1226 points bishopsmother | 2 comments | 06 Mar 23 17:47 UTC | HN request time: 0.445s | source

Show context

throwawaaarrgh ◴[07 Mar 23 04:27 UTC] No.35051550[source]▶

I've been doing reliability stuff for near two decades. The one thing I am sure of is there is no way to just engineer your way to reliability. That is to say, no person, no matter how smart, can just invent some whizbang engineering thing and suddenly you have reliability.

Reliability is a thing that grows, like a plant. You start out with a new system or piece of software. It's fragile, small, weak. It is threatened by competing things and literal bugs and weather and the soil it's grown in and more. It needs constant care. Over time it grows stronger, and can eventually fend for itself pretty well. Sometimes you get lucky and it just grows fine by itself. And sometimes 50 different things conspire to kill it. But you have to be there monitoring it, finding the problems, learning how to prevent them. Every garden is a little different.

It doesn't matter what a company like Fly does technology wise. It takes time and care and churning. Eventually they will be reliable. But the initial process takes a while. And every new piece of tech they throw in is another plant in the garden.

So the good news is, they can become really reliable. But the bad news is, it doesn't come fast, and the more new plants they put in the ground, the more concerns there are to address before the garden is self sustaining.

replies(7): >>35051647 #>>35052736 #>>35052993 #>>35053029 #>>35053323 #>>35056046 #>>35056972 #

TheDong ◴[07 Mar 23 09:20 UTC] No.35053323[source]▶

>>35051550 #

> The one thing I am sure of is there is no way to just engineer your way to reliability. That is to say, no person, no matter how smart, can just invent some whizbang engineering thing and suddenly you have reliability.

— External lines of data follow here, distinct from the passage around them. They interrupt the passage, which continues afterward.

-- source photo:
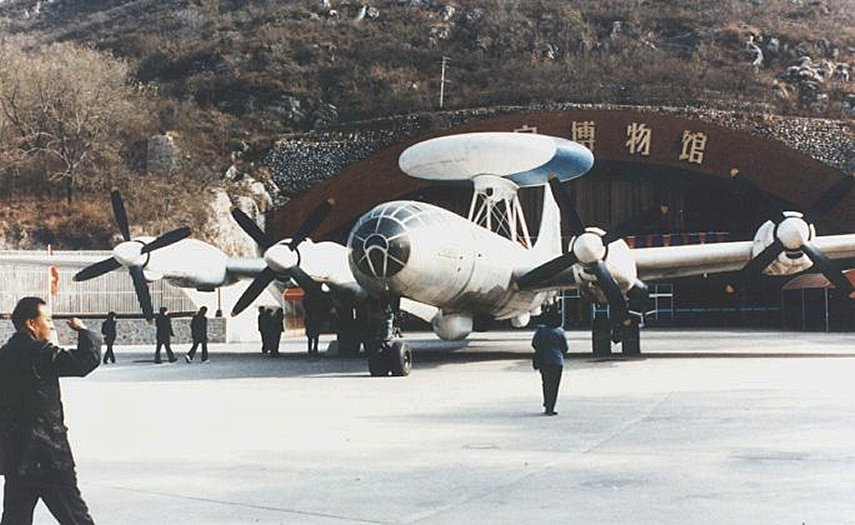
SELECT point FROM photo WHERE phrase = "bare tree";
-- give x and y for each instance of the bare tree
(68, 111)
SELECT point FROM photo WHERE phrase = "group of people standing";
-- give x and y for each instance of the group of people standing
(271, 324)
(164, 334)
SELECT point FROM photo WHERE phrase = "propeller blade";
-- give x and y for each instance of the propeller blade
(617, 302)
(634, 224)
(763, 259)
(311, 223)
(166, 239)
(830, 198)
(97, 269)
(254, 290)
(248, 225)
(120, 215)
(141, 288)
(547, 270)
(569, 215)
(828, 269)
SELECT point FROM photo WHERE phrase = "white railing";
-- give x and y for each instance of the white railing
(113, 291)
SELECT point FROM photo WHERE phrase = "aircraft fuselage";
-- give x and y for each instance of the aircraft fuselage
(434, 256)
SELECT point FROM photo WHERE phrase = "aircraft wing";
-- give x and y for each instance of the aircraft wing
(698, 259)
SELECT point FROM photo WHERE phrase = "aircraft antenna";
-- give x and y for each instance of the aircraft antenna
(496, 207)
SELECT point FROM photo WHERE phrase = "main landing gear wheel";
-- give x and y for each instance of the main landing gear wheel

It's seems true for fly's problem space, but in many problem spaces there really are easy engineering solutions to reliability problems.

For a very easy example, I once worked on a rails app that crashed frequently and managed 5 req/s at best. It turns out the app only loaded static data from hardcoded json files on disk and templated that into stuff. In other words, it was a static site. Replacing it with an actual static site + nginx and a cdn instantly fixed all reliability issues for that website forever, and made it easier to maintain the content to boot.

replies(1): >>35053748 #

1. machinawhite ◴[07 Mar 23 10:28 UTC] No.35053748[source]▶

>>35053323 #

I'm actually surprised such a simple app would have such bad performance and crash at all?

replies(1): >>35063977 #

2. TheDong ◴[08 Mar 23 01:28 UTC] No.35063977[source]▶

>>35053748 (TP) #

I don't think the fact that it did effectively:

    data_1 = `cat ./data1.json | grep "city" | awk ....`
    data_2 = `cat ./data2.json | grep "city" | awk ....`

was exactly helping it to perform well. I'm sure rewriting the rails app to load all the data at startup, not to read each file via several hundred subshells on each request, would have made it perform well enough.

However, pretty much no matter how well or poorly the rails site is built, a static site will be easier to run reliably.

↑